NEW YORK (NY)
July 24, 2018
By Philip Lawler
What did the American bishops know, and when did they know it? This is the question everyone is asking in the wake of public revelations that Cardinal Theodore McCarrick had, for years, preyed on seminarians who visited his beach house. It is a reasonable question, a necessary question. I hope that someday soon, a few brave bishops will begin asking it, too—and giving the restive Catholic faithful some answers.
But it is not the most important question. For anyone exploring the corruption of the Catholic hierarchy, the question of how Cardinal McCarrick avoided exposure and prosecution, though important, is less critical than the question of how his rise through the ecclesiastical ranks continued, even while rumors about homosexual activities swirled around him. Why was McCarrick named archbishop of Washington, and given a cardinal’s red hat? Why was he allowed to promote his proteges, to serve special diplomatic assignments for the Vatican, to influence the selection of bishops and even of a Roman Pontiff, after his beach-house antics had become a matter of common knowledge?

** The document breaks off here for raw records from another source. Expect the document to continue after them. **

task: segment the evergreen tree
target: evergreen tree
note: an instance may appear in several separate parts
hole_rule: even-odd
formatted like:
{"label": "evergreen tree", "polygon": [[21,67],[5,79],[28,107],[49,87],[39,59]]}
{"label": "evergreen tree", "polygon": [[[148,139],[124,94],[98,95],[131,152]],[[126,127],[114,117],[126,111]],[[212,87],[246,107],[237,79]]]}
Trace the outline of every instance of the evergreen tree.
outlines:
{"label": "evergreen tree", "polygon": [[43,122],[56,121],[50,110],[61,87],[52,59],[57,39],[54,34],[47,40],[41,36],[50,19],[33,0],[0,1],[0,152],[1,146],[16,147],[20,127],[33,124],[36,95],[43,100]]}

The more obvious question, the what-did-they-know-and-when question, admits of an easy, albeit unsatisfactory answer. McCarrick’s colleagues can say, more or less honestly, that they had heard reports about his approaches to seminarians, but did not know whether the reports were true. The question allows for an epistemological dodge: Other bishops did not really know, in the sense that they had no definitive proof. So they had an excuse for their failure to take action—or so they thought.
Reporters, likewise, had heard the stories about McCarrick but had no proof. Rod Dreher and Julia Duin have written about their fruitless searches for a witness who would go on the record. Without personal testimony, they had only hearsay evidence. I experienced the same frustration.